Mr. Kenneth Hill, Philadelphia PIC Chair
Greater Philadelphia Chamber of Commerce
1617 JFK Boulevard, Suite 1300
Philadelphia, PA 19102
This project will help create upwardly mobile career paths for two specific populations: teen parents receiving TANF and noncustodial parents. The project will assist teen parents in overcoming physical, emotional and financial barriers so they can maintain jobs, balance the demands of work and motherhood and matriculate from degree or certificate programs that support career advancement. The project will provide job readiness and skills assessment, career counseling readiness, job placement, outreach and recruitment as well as individualized case management and job retention services. The PIC will implement this project in partnership with the Community College of Philadelphia, the School District of Philadelphia, the Family Court, the Philadelphia County Assistance Office, and the Mayor's office.
Private Industry Council of San Francisco, Inc.
Steve Arcelona, President/Private Industry Council of San Francisco
1650 Mission Street, Suite 300
San Francisco, CA 94103-2490
The project, "San Francisco: New Ways to Work", takes an ambitious approach to address the barriers related to city's infrastructure as well as TANF recipients' personal barriers. Transitional employment will be provided for those who need it, and people will move into jobs with decent wages that do not require long-term education and training prior to employment. The project will also look to place participants in the building trades to meet the needs of the city's construction boom. Participants will have access to hard skills training in targeted industries, on the job training, adult basic education, substance abuse and mental health counseling, child care and child care planning services as well as transportation services. The San Francisco PIC is working in conjunction with the San Francisco Chamber of Commerce, Northern California Carpenters Regional Council, San Francisco Housing Authority, Building Trades Council, United Way of the Bay Area, The Small Business Network, PG&E, United Airlines, Pacific Bell, Black Data Processors' Associations, San Francisco Labor Council, CalWORKS and community based providers.
The Corporation for Ohio Appalachian Development
Roger W. McCauley, Executive Director
P.O. Box 787, 1 Pinchot Lane
Athens, OH 45701-0787
Designed to serve rural communities across 30 counties, this project will include the following service components as part of a comprehensive "Work First" strategy to move hard-to-employ TANF recipients into lasting unsubsidized employment: community work experience, family-focused case management services, asset building services through the use of Individual Development Accounts, development of responsive transportation and child care services, pro-active involvement of private non-for-profit entities, job creation strategies, integrated work and learning, job development and placement into unsubsidized employment, and retention and post-placement services.
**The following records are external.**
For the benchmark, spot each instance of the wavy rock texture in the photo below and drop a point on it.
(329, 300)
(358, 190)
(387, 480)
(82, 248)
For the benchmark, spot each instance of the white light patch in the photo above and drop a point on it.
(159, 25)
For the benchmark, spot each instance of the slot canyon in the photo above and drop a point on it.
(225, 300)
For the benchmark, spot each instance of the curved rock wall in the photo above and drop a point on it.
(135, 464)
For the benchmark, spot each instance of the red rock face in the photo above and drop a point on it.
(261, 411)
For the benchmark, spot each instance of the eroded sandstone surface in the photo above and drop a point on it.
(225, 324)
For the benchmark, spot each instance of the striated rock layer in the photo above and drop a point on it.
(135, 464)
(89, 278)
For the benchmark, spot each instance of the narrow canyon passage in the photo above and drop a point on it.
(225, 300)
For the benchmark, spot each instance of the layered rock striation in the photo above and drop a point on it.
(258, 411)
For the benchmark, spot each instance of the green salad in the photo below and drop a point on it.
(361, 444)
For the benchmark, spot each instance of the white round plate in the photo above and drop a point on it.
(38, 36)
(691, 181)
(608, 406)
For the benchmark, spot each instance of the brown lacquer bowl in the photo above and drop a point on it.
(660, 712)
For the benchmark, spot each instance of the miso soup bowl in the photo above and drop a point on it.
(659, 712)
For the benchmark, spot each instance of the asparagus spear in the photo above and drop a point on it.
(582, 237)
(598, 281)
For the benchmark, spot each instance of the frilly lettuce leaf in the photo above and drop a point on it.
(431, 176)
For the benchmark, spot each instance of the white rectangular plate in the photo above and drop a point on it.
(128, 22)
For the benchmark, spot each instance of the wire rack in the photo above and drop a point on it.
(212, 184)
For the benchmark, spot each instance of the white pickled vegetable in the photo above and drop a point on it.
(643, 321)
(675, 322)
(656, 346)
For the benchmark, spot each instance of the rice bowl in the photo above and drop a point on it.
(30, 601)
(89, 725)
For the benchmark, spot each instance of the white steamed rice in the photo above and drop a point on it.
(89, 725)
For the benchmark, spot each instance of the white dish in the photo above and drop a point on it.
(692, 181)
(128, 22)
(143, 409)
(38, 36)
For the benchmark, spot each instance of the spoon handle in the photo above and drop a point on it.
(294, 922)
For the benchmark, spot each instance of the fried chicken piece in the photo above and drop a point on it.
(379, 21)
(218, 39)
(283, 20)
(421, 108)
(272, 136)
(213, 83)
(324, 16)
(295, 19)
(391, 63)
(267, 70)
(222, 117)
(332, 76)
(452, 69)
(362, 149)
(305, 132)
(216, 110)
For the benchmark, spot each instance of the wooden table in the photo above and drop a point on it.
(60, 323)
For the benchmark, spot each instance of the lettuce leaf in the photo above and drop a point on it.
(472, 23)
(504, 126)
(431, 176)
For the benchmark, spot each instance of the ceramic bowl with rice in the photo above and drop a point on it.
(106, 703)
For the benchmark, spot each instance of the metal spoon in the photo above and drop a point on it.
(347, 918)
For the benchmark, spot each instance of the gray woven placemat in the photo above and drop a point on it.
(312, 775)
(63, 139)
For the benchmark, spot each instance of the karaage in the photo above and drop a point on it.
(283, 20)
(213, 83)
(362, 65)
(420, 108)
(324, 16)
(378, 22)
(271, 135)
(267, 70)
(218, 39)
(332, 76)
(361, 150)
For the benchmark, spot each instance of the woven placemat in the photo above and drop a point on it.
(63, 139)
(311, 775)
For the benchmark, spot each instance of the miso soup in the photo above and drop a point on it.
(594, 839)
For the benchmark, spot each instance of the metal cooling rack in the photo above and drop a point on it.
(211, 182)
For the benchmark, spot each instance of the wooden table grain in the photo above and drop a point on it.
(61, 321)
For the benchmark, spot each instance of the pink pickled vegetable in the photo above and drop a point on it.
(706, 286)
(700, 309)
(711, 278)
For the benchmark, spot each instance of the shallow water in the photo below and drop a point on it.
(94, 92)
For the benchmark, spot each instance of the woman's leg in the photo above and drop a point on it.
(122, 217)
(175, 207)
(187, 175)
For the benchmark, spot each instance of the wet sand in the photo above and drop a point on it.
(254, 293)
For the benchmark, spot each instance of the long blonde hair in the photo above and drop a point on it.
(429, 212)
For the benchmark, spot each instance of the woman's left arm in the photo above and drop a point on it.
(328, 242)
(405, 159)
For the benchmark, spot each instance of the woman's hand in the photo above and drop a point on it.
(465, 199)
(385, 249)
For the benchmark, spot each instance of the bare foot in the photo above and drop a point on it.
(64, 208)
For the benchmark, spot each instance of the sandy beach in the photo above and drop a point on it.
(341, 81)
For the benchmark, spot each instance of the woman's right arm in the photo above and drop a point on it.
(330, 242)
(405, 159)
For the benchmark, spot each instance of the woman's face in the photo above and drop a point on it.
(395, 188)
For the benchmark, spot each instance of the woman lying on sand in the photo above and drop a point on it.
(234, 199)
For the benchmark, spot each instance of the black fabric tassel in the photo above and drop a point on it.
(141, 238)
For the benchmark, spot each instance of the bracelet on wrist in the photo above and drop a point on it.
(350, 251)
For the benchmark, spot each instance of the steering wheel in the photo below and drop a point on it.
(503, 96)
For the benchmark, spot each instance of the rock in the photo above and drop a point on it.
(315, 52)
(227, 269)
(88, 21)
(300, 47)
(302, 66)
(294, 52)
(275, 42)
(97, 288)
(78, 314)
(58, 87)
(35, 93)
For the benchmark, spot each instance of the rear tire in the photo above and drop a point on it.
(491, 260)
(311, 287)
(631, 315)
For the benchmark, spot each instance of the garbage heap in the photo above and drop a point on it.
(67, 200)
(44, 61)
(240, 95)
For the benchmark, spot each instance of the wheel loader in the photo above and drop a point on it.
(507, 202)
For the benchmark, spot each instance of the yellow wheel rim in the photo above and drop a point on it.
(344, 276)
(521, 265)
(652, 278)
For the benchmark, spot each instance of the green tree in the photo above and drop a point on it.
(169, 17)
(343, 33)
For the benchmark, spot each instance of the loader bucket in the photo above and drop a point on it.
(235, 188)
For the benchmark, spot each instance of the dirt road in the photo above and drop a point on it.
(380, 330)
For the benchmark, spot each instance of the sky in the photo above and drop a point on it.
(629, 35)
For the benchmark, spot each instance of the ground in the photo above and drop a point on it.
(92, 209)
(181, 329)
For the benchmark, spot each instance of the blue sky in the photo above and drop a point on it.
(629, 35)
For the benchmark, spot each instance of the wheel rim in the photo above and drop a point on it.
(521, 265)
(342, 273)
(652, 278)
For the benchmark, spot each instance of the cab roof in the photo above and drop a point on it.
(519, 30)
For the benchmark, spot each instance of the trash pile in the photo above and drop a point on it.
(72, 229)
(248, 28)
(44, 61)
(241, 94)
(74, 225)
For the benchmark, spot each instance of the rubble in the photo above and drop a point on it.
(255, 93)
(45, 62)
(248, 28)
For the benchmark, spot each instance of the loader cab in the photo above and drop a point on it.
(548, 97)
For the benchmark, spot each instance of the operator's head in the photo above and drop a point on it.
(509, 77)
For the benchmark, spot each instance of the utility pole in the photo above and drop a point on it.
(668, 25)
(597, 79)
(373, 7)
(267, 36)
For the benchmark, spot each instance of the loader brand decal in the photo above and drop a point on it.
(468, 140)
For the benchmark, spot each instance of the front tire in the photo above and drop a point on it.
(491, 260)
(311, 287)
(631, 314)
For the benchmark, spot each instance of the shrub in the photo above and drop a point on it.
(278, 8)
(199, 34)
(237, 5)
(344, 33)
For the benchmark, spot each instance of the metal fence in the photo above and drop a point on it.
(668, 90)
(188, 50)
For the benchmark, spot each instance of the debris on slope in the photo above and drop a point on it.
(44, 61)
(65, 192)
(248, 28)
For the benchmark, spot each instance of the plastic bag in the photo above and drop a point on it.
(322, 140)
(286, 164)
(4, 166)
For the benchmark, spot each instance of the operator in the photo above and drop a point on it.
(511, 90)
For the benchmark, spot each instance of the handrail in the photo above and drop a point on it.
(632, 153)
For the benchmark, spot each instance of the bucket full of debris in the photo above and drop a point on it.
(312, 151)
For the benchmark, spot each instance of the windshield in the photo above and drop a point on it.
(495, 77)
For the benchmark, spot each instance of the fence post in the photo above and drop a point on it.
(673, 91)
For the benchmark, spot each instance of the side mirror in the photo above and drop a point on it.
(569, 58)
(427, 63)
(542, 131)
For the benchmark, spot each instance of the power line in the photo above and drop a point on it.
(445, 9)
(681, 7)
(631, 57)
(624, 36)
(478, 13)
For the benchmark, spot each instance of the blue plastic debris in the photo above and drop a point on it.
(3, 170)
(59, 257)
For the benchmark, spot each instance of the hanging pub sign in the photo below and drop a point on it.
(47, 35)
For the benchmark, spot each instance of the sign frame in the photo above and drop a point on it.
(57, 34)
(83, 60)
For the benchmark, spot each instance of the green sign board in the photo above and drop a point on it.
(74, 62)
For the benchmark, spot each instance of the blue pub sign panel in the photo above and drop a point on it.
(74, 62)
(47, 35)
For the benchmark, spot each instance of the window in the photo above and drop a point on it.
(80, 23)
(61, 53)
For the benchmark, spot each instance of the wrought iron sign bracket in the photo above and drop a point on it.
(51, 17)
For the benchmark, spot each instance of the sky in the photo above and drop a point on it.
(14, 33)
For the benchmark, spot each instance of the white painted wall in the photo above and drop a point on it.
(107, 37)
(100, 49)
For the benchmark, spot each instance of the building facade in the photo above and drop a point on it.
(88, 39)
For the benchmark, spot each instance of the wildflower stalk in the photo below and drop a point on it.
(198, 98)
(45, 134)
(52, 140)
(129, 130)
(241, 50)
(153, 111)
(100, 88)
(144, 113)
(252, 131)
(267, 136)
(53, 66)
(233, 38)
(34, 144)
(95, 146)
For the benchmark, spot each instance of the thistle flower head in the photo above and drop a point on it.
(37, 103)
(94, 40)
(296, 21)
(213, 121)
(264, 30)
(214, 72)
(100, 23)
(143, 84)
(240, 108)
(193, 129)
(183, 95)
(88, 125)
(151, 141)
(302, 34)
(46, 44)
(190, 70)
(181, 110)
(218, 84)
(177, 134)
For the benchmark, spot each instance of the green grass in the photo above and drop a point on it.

The Corporation will work with Community Action Agencies, Departments of Human Services, Child Support Enforcement Agencies, Private Industry Councils their One-Stop, Veterans Affairs Offices, Adult Vocational Education providers, Community and Technical Colleges and universities, Head Start, transportation systems, substance abuse treatment and mental health providers, Small Business Development Centers, Public Housing authorities, as well as Enterprise Development Corporations.